Akasha is associated with the sephira Binah on the Qabalistic Tree of Life. Akasha is said to be the most refined and attenuated metaphysical basis for what eventually would have a resonance in the properties we refer to as matter.

This is why it is said that "Malkuth sitteth upon the throne of Binah." [throne] Binah is considerd to be the Throne, and therefore is the ultimate support for Malkuth. That is, akasha is the finest and most metaphysical quality that ultimately supports Malkuth.

Now it is said that an atom of akasha is connected to an atom of chitta. Chitta is to the mind as akasha is to physical reality. Although there are distinctions that would necessarily have to be made about chitta, for our purposes chitta can be considered the ultimate substance that allows for things to be present in the mind.

Because we have this objective/subjective connection between mind and matter or between akasha and chitta, it is possible for one to use the mind in order to make discoveries about the objective sphere.

You no doubt have seen or heard of people who can practice psychometry. Someone holds up an object they have never seen before or holds it near a chakra, and begins to receive a flood of images, emotions, and content in respect to that object. Here we have a case of someone reading the akashic records using the object as a sympathetic link to its history.

R. A. Schwaller de Lubicz used a method of contemplation to make his discoveries in Egyptology. In this practice, he was really echoing the kind of alternative science used by Goethe when he discovered "the great plant."

Formerly Amherst said...

In other words, the akasha can reveal history that is not known by the usual methods.

It is possible for highly skilled and developed astral travellers to move into the astral light and discover antiquities that no longer have a presence in the physical world. Some mystery cults are developed just along these lines. And even old gods are resurrected for a new incarnation for people who can plumb the depths of the astral light. (The term "astral light" as it is used in the Western lodges is also the akasha, as opposed to the astral plane being a distinct section in the astral light as depicted by Theosophists)
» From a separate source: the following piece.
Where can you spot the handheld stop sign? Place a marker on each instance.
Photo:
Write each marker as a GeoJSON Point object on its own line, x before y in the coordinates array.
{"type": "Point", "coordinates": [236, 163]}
So basically, we are pointing out that it is possible to rediscover lost antiquities inasmuch as everything is imprinted on a reflecting substance that is impressed by every thought, deed, emotion, and feeling that has ever existed. This is why you have anniversary hauntings like Ann Boleyn; the people have long since moved to deeper and more rarified levels of the divine light, but memory traces imprinted on the akasha get triggered when a thought impulse connects the departed personality from the horrific event. It is said the arrows of our anguish fly farther than we know. And for that anniversary, the even becomes vivified.

Now on the surface of things, this seems somewhat different than Jung's discovery of the Collective Unconscious. I won't go into it here, but really the Collective Unconscious or the "objective psyche" which he called it later to divorce it from various collective movements can be reconciled when one has a deep enough understanding of both Jung's psychology and the discoveries made by the Western lodges. (You cannot really posit Individuation as the goal of human life and at the same time want to roll everyone into various collective realities. He wrote a small book about this important matter called The Undiscovered Self.)

I fully realize that what I have said will be dismissed by some. However, I will say that the Western lodges have been in existence for a long time, and we probably know more about the phenomena under discussion than our critics. You can imagine with materialists in disagreement with theologians, neither side would necessarily embrace the kind of thoughts I offer. We don't always jive with modern science, but we have been at it for longer than they have.

One author described magic as a middle ground between science and religion, reconciling both with the technology of the imagination.